Here's what the code looks like:
That's the transformer
public class KStreamStateLeftJoin<K, V1, V2> implements Transformer<K, V1, KeyValue<K, V2>> {
private final String stateName;
private final ValueJoiner<V1, V2, V2> joiner;
private final boolean updateState;
private KeyValueStore<K, V2> state;
public KStreamStateLeftJoin(String stateName, ValueJoiner<V1, V2, V2> joiner, boolean updateState) {
this.stateName = stateName;
this.joiner = joiner;
this.updateState = updateState;
}
#Override
#SuppressWarnings("unchecked")
public void init(ProcessorContext context) {
this.state = (KeyValueStore<K, V2>) context.getStateStore(stateName);
}
#Override
public KeyValue<K, V2> transform(K key, V1 value) {
V2 stateValue = this.state.get(key); // Get current state
V2 updatedValue = joiner.apply(value, stateValue); // Apply join
if (updateState) {
this.state.put(key, updatedValue); // write new state
}
return new KeyValue<>(key, updatedValue);
}
#Override
public KeyValue<K, V2> punctuate(long timestamp) {
return null;
}
#Override
public void close() {}
}
And here's the adapted topology:
String topic = config.topic();
String store = topic + "-store";
KTable<UUID, MyData> myTable = topology.builder().table(UUIDSerdes.get(), GsonSerdes.get(MyData.class), topic, store);
// Receive a stream of various events
topology.eventsStream()
// Only process events that are implementing MyEvent
.filter((k, v) -> v instanceof MyEvent)
// Cast to ease the code
.mapValues(v -> (MyEvent) v)
// rekey by data id
.selectKey((k, v) -> v.data.id)
// join the event with the according entry in the KTable and apply the state mutation
.transform(() -> new KStreamStateLeftJoin<UUID, MyEvent, MyData>(store, eventHandler::handleEvent, true), store)
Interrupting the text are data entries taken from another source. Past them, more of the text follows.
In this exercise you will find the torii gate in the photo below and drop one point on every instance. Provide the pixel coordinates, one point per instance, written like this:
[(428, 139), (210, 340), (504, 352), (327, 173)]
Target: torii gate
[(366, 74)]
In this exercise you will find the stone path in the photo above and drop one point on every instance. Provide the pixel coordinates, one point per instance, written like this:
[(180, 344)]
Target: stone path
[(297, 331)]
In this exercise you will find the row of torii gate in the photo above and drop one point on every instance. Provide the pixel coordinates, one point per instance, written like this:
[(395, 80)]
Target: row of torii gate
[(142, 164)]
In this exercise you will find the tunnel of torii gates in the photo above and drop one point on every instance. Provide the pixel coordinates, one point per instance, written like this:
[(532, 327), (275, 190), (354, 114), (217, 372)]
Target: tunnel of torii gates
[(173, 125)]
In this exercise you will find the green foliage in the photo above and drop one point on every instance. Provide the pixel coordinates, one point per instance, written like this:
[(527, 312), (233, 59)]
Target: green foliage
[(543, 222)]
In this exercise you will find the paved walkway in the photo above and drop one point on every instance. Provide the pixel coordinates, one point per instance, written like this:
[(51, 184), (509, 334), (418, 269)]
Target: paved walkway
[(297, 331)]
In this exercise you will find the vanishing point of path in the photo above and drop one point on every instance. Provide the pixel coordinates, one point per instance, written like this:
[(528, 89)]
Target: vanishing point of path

// write the updated state to the KTable.
.to(UUIDSerdes.get(), GsonSerdes.get(MyData.class), topic);
As we're using the KTable's KV StateStore and applying changes directly in it through the put method events shoudl always pick up the updated state.
One thing i'm still wondering: what if I have a continuous high throughput of events.
Could there still be a race condition between the puts we do on the KTable's KV store and the writes that are done in the KTable's topic ?
A KTable is sharded into multiple physical stores and each store is only updated by a single thread. Thus, the scenario you describe cannot happen. If you have 2 records with the same timestamp that both update the same shard, they will be processed one after each other (in offset order). Thus, the second update will see the state of after the first update.
So maybe you just did describe your scenario not correctly?
Update
You cannot mutate the state when doing a join. Thus, the expectation that
event1 joins with state A => state A mutated to state X
is wrong. Independent of any processing order, when event1 joins with state A, it will access state A in read only mode and state A will not be modified.
Thus, when event2 joins, it will see the same state as event1. For stream-table join, the table state is only updated when new data is read from the table-input-topic.
If you want to have a shared state that is updated from both inputs, you would need to build a custom solution using transform():
builder.addStore(..., "store-name");
builder.stream("table-topic").transform(..., "store-name"); // will not emit anything downstream
KStream result = builder.stream("stream-topic").transform(..., "store-name");
This will create one store that is shared by both processors and both can read/write as they wish. Thus, for the table-input you can just update the state without sending anything downstream, while for the stream-input you can do the join, update the state, and send a result downstream.
Update 2
With regard to the solution, there will be no race condition between the updates the Transformer applies to the state and records the Transformer processes after the state update. This part will be executed in a single thread, and records will be processed in offset-order from the input topic. Thus, it's ensured that a state update will be available to later records.